J'observe également que le débat se fixe sur un aspect très traditionnel de notre art, avec ses nuances certes, mais dont la finalité pourrait être la seule recherche de la perfection dans l'harmonie et la beauté.
Partant de là, je pense qu'il serait intéressant de débattre de nos différences et de nos atouts, en tant que barbares européens. Si le Japon a un passé culturel d'une richesse incroyable, très influencé par la Chine, à notre échelle nous n'avons pas à rougir de notre propre passé artistique. D'ailleurs si l'on étudie l'évolution des arts japonais, la peinture sur rouleaux par exemple, si les thèmes abordés sont restés longtemps hyper traditionnels, empreints de références au bouddhisme notamment, les techniques picturales de représentation ont été largement influencées par l'art européen dès le XVIIIème siècle. Les écoles japonaises ne cessant d'osciller ensuite entre les strictes codifications chinoises et le bouillonnement de l'ouest. Le Japon lui-même a fortement contribué à l'évolution de l'art français. Bien des artistes issus du courant impressionniste se sont proprement inspirés des estampes d'Hokusai ou d'Hiroshige, cependant que l'Art Nouveau créait une émulation aussi semblable chez les artistes japonais: peintres, ébénistes et céramistes. Tout ça pour dire que les passerelles existent depuis belle lurette entre les cultures, bien avant notre débat. Partant de là, je pense qu'il peut être intéressant pour l'évolution de notre art d'oser l'affranchissement, voire la transgression, et d'affirmer une plus grande liberté avec les codes, au principe qu'il n'est d'art qui ne puisse évoluer. Entre tradition et modernité, une autre voie peut s'ouvrir, un fois décomplexés vis à vis des références nipponnes. Après tout, l'art du bonsaï est fondé sur l'observation de la nature qui par essence se révèle créatrice et ô combien foisonnante. Le tokonama n'appartient pas à notre monde, pourquoi tenter de l'intégrer? A moins de posséder dès le berceau toute la subtilité de la culture japonaise, est-ce bien raisonnable de vouloir en appréhender toute la substantifique moelle?
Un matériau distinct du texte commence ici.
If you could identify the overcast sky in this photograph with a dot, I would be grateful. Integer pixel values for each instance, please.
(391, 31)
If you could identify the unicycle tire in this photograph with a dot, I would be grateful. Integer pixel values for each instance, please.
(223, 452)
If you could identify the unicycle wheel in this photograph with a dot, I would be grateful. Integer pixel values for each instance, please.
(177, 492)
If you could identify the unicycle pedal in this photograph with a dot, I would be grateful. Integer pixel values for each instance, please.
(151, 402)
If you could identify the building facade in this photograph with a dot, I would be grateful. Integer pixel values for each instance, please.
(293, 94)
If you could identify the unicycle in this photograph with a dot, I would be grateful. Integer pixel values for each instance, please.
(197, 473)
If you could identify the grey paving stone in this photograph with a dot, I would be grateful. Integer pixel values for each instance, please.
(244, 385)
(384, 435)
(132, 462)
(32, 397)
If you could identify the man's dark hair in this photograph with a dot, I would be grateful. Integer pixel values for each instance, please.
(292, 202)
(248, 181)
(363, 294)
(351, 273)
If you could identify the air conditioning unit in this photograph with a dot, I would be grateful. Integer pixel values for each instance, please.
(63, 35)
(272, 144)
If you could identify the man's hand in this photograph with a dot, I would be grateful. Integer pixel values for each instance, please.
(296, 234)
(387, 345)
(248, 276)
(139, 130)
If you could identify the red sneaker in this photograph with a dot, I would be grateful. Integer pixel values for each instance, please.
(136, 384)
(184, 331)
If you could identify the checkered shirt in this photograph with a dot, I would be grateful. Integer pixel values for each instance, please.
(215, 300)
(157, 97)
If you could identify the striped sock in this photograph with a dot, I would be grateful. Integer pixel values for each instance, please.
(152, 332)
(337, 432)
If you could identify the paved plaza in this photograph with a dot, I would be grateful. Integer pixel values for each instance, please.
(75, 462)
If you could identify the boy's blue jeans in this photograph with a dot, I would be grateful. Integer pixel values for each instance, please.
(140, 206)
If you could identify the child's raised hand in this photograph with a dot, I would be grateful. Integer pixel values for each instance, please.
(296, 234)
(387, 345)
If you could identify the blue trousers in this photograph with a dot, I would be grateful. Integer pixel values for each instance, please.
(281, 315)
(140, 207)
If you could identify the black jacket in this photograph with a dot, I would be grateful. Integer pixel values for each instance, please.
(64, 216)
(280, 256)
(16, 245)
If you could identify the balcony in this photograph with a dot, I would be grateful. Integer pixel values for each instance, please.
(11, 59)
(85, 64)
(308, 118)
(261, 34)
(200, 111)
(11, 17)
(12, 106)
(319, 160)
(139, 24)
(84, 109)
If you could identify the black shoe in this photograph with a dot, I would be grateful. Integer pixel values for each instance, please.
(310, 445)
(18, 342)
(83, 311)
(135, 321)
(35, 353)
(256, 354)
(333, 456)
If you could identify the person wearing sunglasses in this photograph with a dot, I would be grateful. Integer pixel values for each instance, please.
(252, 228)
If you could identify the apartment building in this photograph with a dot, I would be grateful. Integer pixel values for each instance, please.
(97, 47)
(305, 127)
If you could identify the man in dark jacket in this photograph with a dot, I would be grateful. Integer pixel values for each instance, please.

Les Japonais, pas bêtes du tout, ont inventé en 1971 un art (martial), destiné à la fois aux longs nez d'occident et à leurs propres rejetons épris de culture manga : le sport chanbara, un type d'escrime japonaise moins codifiée que le kendo, mais en plus marrant. C'est dire s'ils ont l'esprit ouvert.
A titre personnel, si j'apprécie une belle présentation codifiée, avec son arsenal de tablettes, kusamono ou statues en accompagnement, très vite j'imagine les mêmes arbres dans une autre mise en scène qui correspondrait parfaitement bien à notre culture, mêlant d'autres matériaux dans une recherche esthétique tout aussi valorisante. A défaut d'être convaincantes sur les règles traditionnelles, je crois même que certaines expositions gagneraient en beauté en usant d'un esprit plus libre, simplement régi par la pureté des formes et des matériaux, introduisant bois, métal, verre, jeux de lumière ou tissus, mettant en valeur les bonsaï par la simplicité et la sobriété du traitement de l'espace et des surfaces. Et qui sait si cela ne séduirait pas mieux les Japonais, plutôt qu'une piètre imitation de leur culture.